Shadow suddenly laughed. He laughed so loudly and crazily Oatmeal knocked on the door and asked if he was all right. Her voice implied she hoped he wasn't, since she knew where he kept his gold--she wasn't dishonest enough to steal it or kill for it, but would eagerly take a dead mouse's estate. "I'm fine," Shadow laughed, a bit bitterly, and a bit sadly as well.

He couldn't make himself eat the peanut butter.
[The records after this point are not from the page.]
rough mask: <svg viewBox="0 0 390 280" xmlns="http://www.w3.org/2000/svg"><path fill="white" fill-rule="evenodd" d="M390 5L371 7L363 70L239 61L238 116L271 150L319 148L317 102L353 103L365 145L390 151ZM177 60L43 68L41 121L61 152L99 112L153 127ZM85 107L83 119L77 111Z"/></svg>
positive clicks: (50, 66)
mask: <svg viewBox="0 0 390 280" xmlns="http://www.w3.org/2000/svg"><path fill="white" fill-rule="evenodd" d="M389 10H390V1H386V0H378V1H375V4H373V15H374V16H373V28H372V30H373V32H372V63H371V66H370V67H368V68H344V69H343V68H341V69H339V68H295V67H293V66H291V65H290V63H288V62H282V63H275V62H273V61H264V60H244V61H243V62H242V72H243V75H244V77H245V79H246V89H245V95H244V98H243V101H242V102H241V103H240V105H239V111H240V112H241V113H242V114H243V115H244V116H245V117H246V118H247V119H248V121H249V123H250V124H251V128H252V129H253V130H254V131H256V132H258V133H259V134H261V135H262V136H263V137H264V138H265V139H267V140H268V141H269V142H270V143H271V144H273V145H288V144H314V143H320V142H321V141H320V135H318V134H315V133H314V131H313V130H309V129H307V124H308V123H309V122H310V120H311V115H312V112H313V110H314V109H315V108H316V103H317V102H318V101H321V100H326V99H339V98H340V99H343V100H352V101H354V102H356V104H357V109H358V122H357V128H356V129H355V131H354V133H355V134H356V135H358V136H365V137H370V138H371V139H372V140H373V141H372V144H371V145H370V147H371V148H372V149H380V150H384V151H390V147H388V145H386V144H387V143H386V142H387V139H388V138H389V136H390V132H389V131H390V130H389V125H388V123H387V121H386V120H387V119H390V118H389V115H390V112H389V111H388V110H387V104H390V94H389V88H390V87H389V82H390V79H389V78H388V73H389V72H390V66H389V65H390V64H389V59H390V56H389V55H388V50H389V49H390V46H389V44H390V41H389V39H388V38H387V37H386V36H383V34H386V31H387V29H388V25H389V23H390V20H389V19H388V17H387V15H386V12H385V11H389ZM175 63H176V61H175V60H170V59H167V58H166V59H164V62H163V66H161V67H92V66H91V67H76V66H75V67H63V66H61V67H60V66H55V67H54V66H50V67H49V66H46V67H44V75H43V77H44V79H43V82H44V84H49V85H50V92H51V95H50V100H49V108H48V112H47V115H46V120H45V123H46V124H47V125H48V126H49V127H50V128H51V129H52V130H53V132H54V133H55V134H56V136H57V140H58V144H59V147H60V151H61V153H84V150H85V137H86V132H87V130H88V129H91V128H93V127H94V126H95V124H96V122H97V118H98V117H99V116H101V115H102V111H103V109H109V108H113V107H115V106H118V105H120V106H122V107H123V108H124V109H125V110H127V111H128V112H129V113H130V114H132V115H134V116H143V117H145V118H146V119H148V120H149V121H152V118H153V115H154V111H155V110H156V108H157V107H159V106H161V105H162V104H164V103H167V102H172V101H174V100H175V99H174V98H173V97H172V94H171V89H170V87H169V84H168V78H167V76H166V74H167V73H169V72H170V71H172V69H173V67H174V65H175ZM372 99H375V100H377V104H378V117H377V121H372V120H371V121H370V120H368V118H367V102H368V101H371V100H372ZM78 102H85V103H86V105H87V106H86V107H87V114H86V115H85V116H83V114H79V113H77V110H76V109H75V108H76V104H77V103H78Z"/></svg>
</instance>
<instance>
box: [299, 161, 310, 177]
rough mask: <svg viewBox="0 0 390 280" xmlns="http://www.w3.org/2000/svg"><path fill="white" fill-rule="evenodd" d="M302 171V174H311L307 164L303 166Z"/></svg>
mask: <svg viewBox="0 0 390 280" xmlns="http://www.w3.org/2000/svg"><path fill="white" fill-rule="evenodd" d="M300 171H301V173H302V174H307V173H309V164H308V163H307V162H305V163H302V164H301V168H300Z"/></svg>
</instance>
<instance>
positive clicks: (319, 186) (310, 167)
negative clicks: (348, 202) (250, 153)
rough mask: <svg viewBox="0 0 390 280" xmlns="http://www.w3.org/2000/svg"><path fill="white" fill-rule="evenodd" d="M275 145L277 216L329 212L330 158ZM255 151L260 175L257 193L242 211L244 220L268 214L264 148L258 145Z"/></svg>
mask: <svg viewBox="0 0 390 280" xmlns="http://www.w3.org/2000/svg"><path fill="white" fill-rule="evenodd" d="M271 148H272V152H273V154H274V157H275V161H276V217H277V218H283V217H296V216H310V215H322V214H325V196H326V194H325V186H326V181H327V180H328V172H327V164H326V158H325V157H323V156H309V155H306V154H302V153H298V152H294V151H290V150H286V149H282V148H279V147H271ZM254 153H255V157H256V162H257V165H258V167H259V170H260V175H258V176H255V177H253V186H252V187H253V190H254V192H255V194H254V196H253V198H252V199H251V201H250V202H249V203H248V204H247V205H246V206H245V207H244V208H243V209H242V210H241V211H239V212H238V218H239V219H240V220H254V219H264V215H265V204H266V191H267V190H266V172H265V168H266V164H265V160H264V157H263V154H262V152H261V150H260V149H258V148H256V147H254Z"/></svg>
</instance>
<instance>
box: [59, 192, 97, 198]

His hard work, his betrayals, all had been futile. He hadn't accomplished anything at all.

Back to the garbage bins.

Or maybe he could go live with Mandy or something; she could feed him.

Whatever.

"You want any peanut butter?" Shadow called to Oatmeal through the door.

The cat scowled and made a funny noise. And Shadow started laughing again, knowing that, even if he somehow did manage to swallow the stuff, it would just give him an awful stomachache.